If I could play this scenario through a second time around, I would hold back after the second laryngoscopy attempt and either place an LMA or continue the easy BVM-ventilation. A fibre-optic intubation would have been wonderful here and in our shop, this would have bought us time for Anaesthetics to arrive and facilitate that for us. Whilst we recognised that this lady was going to be a difficult intubation we did not actually verbalise the potential need for a surgical airway prior to induction (and proceeding to this made some staff uneasy). If there is a next time I would have prepped her neck ahead of time and marked out her cricothyroid membrane with a pen.

When discussing my airway algorithm aloud prior to all subsequent intubations, I now include surgical airway as a finale and the kit is bought to the bedside within arms reach.

I will no longer let perseverance get in the way of our ability to oxygenate and ventilate.

I would be interested to hear your feedback or comments on this case that still has me pondering, “What if ?”.

Chris.

10 thoughts on “a difficult airway…

  1. (i) the pulse oximeter is retrospective – changes may take 45s + to occur.

    (ii) airways are like willies – the more you fiddle, the harder they get. Don’t piss around doing repeated attempts unless change something. Max three attempts in RSI, change position/blade/operator etc

    (iii) consider placing a supraglottic and intubation through that, with malleable fibreoptic stylet or flexible fibreoptic scope if trained

    (iv) CICV is rare. But it can happen. Too many people rely on anecdote-based medicine.

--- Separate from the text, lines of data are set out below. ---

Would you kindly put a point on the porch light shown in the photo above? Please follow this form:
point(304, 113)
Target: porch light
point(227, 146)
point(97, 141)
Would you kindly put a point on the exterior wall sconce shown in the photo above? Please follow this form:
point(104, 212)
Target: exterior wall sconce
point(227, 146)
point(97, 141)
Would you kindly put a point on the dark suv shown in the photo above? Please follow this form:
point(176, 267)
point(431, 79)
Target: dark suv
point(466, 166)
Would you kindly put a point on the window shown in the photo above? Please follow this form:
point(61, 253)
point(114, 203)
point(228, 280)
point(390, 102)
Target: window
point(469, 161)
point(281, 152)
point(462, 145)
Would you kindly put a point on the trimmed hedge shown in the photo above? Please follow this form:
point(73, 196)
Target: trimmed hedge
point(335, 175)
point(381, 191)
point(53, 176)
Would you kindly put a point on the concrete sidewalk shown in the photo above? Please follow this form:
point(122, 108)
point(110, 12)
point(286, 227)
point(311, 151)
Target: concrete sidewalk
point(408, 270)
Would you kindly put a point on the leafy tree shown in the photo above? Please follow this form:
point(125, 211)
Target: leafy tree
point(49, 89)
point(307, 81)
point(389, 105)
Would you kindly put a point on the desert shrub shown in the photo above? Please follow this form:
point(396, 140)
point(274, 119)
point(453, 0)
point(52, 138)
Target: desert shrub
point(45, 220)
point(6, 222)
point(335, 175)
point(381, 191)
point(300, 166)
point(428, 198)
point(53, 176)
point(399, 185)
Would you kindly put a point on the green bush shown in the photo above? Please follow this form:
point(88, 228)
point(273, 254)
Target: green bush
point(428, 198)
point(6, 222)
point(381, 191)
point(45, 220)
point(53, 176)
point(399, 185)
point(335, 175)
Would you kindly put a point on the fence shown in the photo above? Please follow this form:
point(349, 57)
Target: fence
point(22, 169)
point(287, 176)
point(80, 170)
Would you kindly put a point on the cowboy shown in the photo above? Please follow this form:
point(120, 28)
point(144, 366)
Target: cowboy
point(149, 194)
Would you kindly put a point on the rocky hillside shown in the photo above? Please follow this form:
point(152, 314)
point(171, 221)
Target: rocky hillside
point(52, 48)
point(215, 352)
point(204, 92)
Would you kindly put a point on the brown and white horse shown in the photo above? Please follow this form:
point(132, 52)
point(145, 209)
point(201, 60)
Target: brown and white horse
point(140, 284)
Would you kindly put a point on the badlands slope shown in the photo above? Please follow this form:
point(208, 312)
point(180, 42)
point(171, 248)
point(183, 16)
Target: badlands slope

Statements like “I’ve never had to use a bougie” and “no need for difficult airway equipment as it’s so rare” abound = these guys are going to get a nasty shock some day.

    • Thanks Tim.
      I think you’ve highlighted what is for me the ultimate frustration of the pulse-ox… ie. it starts beeping and alarming about something you should have done differently close to a minute ago !! (a medical ‘I told you so’) This case really did reinforce that issue.

  2. Hi Chris
    found this article via LITFL review, so thanks Kane.
    thankyou for sharing and its somewhat coincidental as was reviewing difficult intubation case yesterday from a colleague. whilst such cases shake our confidence in our airway skills, they are helpful to allow us to reflect and improve as you describe.
    your airway prepartion and planning sounded perfect. it looked difficult and it was difficult! the warfarin issue is interesting. if you had known about it, would it have mattered to your airway plan..in some respects it might have made it more intimidating to proceed with surgical airway.
    it does shake your belief in the beneficence of life and fate when your best oral intubation attempts are utterly fruitless..but here to me lies the most important lesson of the case..and as always its a human factor issue. The need to give up and the ability to control glottic fascination syndrome. The best way I have found as you say is to program a trigger into your airway team..usually its SaO2 limit but in this case it illustrates the importance of setting an intubation attempt limit..just like they do in the DAS guidelines and similar guidelines. The confounding factor is the ability to BVM oxygenate. This may give us the false promise of being able to have as many attempts as we like to intubate…including blind attempts with pointy rigid objects which is not so cool in the warfarinised patient.
    its difficult to control glottic fascination syndrome but this case well illustrates the pitfalls of the syndrome and how CAnnot intubate can oxygenate be converted to CICV by not setting limits

    Hypothetically, if this case were replayed, one might consider at the most two best attempts then insertion of LMA Supreme and wait for backup. Intubating LMAs can be helpful here either the Fastrach for a blind tube with a soft tip silicone reinforced ETT, or the iGel or AirQ which allow fibreoptic imaging of the airway via the device for a shielded intubation attempt which can be helpful in the airway that might bleed.

    One last point, if you never have used a Miller straight blade in anger, be careful doing so as a rescue technique. straight bladed technique is not easy due to poorer tongue control cw mac blades.

    I think your resus team did a great job in a high risk airway and the fact you proceeded to complete the surgical airway shows you at least do not have complete glottic fascination syndrome and therefore I count this case as a successful lesson.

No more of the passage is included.